We haven’t had much snow this winter, but there has been more rain than normal.

“The water equivalent in the snow we’ve had, plus the rainfall that we’ve had over the same period of time, has resulted in 9.8 inches of water equivalent,” Strock said.

December had nearly double the normal for liquid precipitation, enough to compensate for a dry January.
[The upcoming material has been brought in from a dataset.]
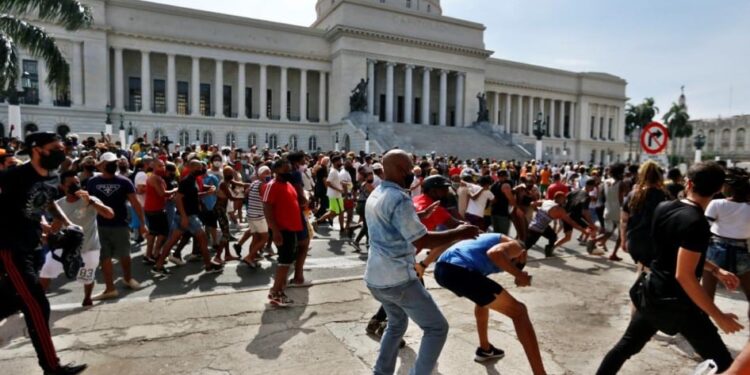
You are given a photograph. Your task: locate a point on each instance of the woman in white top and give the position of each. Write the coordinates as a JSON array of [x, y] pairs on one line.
[[730, 229]]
Precipitation in February is already above average as well.

Frost has a role to play, too.

“Because frost has got a huge impact on whether that snow, as it melts, either infiltrates into the soil or evaporates and sublimates up into the air,” Strock said.

This year’s frost depth is several inches shallower than the last two winters, and it didn’t last nearly as long.

“We have frost anywhere between 10 inches down in the soil and 19 inches down in the soil,” Strock said. “The surface has been pretty much thawed out for the last month.”

That means the vast majority of recent snow and rain events has gone right to where growers need it: the ground.

“We’ve got a decent amount of soil moisture out there,” Strock said. “We’ve got probably what will be some pretty decent conditions to start out for planting for farmers.”

To that note, Strock says he would caution planters and growers about one thing.

“They really need to be paying attention to … weather forecasts, because we’ve got the potential for frost at times all the way through sometimes late April into early May,” he said.